The next area is the computation itself. The DoE possesses a number of facilities with supercomputing capabilities [9], which through a collaborative effort have developed a virtual library of every known chemical, some 5 billion — this is then used in molecular modeling of drug interactions with Covid-19 with the assistance of artificial intelligence and machine learning.
NVBL also has expertise in genomic sequencing, epidemiological and logistics support, clinical and non-clinical testing, as well as extensive manufacturing capabilities and multi-tier specialized cloud architecture for Covid-19 health data.

Progress being made against the virus
Using these unparalleled capabilities, DoE scientists at Argonne National Lab were able to develop biochemical assays to assess the activity of a specific protein of SARS-CoV-2, the virus that causes Covid-19. They then correctly predicted that an FDA-approved drug, Tipiracil [10], would inhibit the activity of the protein.
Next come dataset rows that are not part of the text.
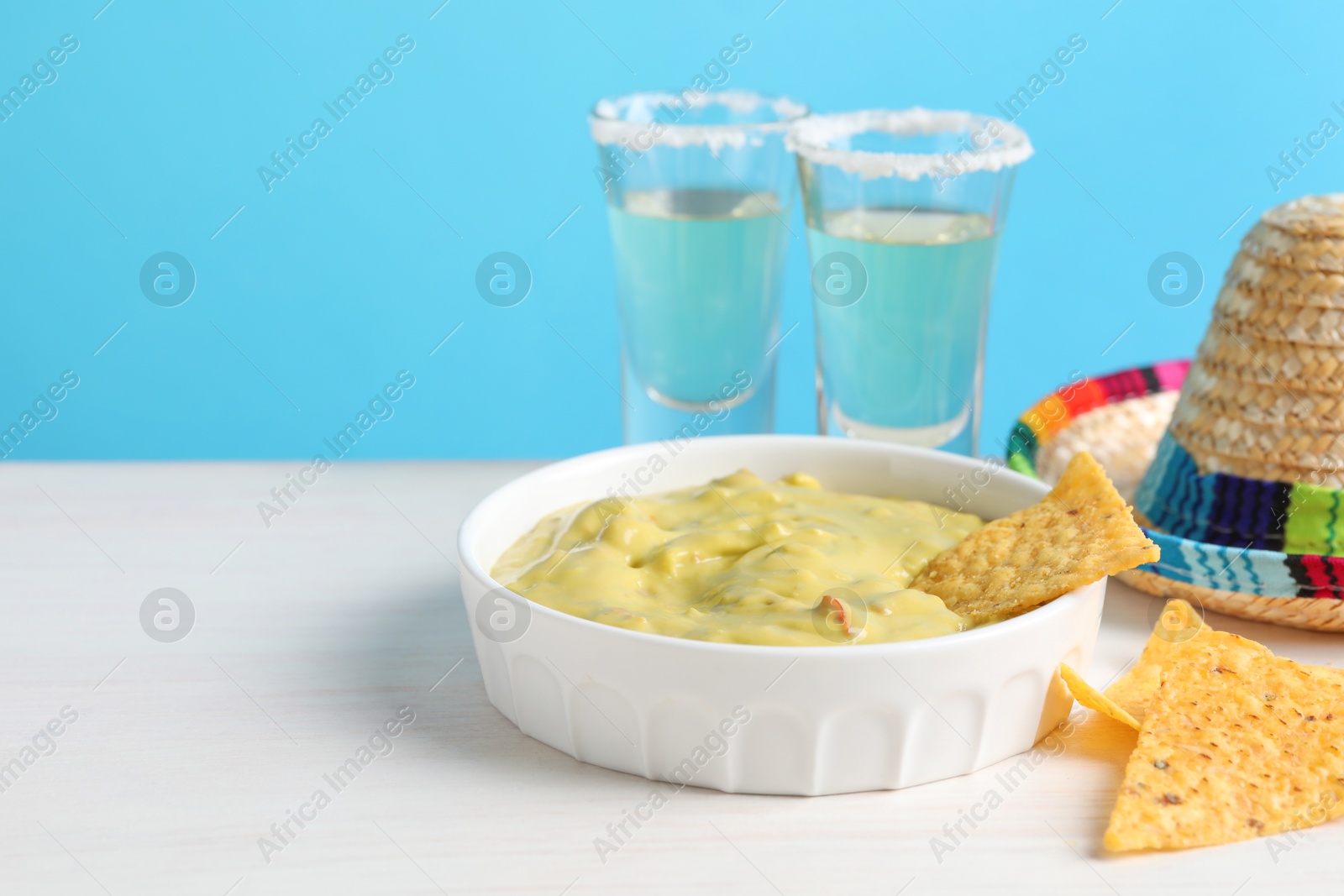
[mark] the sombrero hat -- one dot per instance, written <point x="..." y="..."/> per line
<point x="1234" y="461"/>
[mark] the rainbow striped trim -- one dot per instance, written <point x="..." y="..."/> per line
<point x="1218" y="508"/>
<point x="1061" y="407"/>
<point x="1289" y="562"/>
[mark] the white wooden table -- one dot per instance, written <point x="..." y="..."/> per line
<point x="309" y="634"/>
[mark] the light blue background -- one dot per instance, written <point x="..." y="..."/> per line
<point x="347" y="273"/>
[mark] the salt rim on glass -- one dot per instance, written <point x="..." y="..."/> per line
<point x="631" y="120"/>
<point x="1007" y="144"/>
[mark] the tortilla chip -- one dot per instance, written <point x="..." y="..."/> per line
<point x="1079" y="533"/>
<point x="1093" y="699"/>
<point x="1178" y="625"/>
<point x="1238" y="743"/>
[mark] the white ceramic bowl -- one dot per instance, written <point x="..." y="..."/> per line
<point x="765" y="719"/>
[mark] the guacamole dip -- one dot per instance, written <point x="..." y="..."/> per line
<point x="743" y="560"/>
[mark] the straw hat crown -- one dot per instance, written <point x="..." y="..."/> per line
<point x="1265" y="396"/>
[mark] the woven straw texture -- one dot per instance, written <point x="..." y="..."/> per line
<point x="1265" y="401"/>
<point x="1265" y="394"/>
<point x="1122" y="437"/>
<point x="1294" y="613"/>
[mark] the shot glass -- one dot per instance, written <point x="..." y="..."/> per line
<point x="699" y="190"/>
<point x="905" y="210"/>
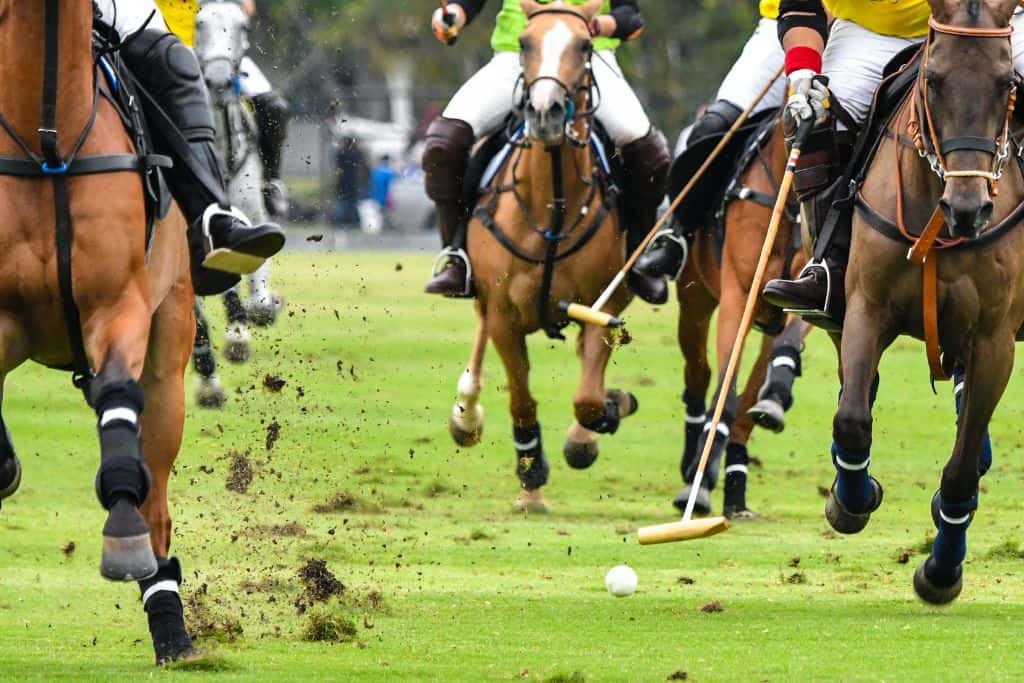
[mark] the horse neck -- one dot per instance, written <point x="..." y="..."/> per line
<point x="22" y="59"/>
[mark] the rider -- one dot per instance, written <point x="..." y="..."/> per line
<point x="482" y="104"/>
<point x="760" y="59"/>
<point x="222" y="242"/>
<point x="863" y="38"/>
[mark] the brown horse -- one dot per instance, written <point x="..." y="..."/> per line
<point x="546" y="233"/>
<point x="129" y="318"/>
<point x="958" y="118"/>
<point x="710" y="282"/>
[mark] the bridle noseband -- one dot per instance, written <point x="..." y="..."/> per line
<point x="927" y="141"/>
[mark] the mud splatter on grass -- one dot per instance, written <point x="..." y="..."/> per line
<point x="240" y="473"/>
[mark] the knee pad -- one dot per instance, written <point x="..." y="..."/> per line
<point x="171" y="74"/>
<point x="717" y="120"/>
<point x="445" y="158"/>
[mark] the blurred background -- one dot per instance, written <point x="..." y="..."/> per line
<point x="365" y="78"/>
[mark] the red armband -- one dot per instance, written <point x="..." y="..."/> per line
<point x="803" y="57"/>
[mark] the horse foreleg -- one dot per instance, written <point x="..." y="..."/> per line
<point x="163" y="382"/>
<point x="531" y="464"/>
<point x="115" y="339"/>
<point x="855" y="495"/>
<point x="237" y="347"/>
<point x="939" y="579"/>
<point x="210" y="392"/>
<point x="466" y="423"/>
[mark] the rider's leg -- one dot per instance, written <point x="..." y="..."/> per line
<point x="760" y="61"/>
<point x="271" y="120"/>
<point x="478" y="108"/>
<point x="222" y="242"/>
<point x="645" y="155"/>
<point x="854" y="60"/>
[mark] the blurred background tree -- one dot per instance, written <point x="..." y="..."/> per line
<point x="327" y="54"/>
Tipiracil had limited antiviral activity, however, researchers have hopes that its efficacy can be augmented so that more powerful Covid-19 therapies can be developed.
Following similar logic, another study [11] from the University of Chicago took around 1900 drugs either approved for human use by FDA or in late stage clinical development and screened them against a virus related to Covid-19. After testing the top 30 candidates for anti-SARS-CoV-2 activity, 20 drugs were recognized as having antiviral activity. Not only were half of these not previously identified as having this effect, one drug, masitinib [12], was found to completely block the protease 3CLpro, an enzyme crucial for SARS-CoV-2 infection and replication.
“Our colleagues at Argonne solved the structure of masitinib bound to the active site of 3CLpro. You can think of it as a key that perfectly fits in a lock, inactivating the protein and preventing infection,” said [13] Dr. Glenn Randall, speaking before the Subcommittee on Energy to the House of Representatives.
The University of Chicago aims to study this effect further, and the drug manufacturer, AB Science, has a separate study in progress [14]. It was also noted that as masitinib has shown activity against multiple coronaviruses there is potential for stockpiling the drug for future pandemics.
Other results coming out of DoE research have involved targeting a different component of SARS-CoV-2, protease PLpro. Through a collaboration [15] between Argonne and the University of Chicago, scientists confirmed activity against PLpro and — for some of the compounds — showed activity blocking replication of the virus.
These are just a few of the significant contributions made by the DoE in the war on Covid-19. While effective vaccines are not likely to be available until next year, new therapeutics are being spearheaded all the time. Most recently, the president himself was allegedly treated with experimental antibody infusion, demonstrating that advances are constantly being made.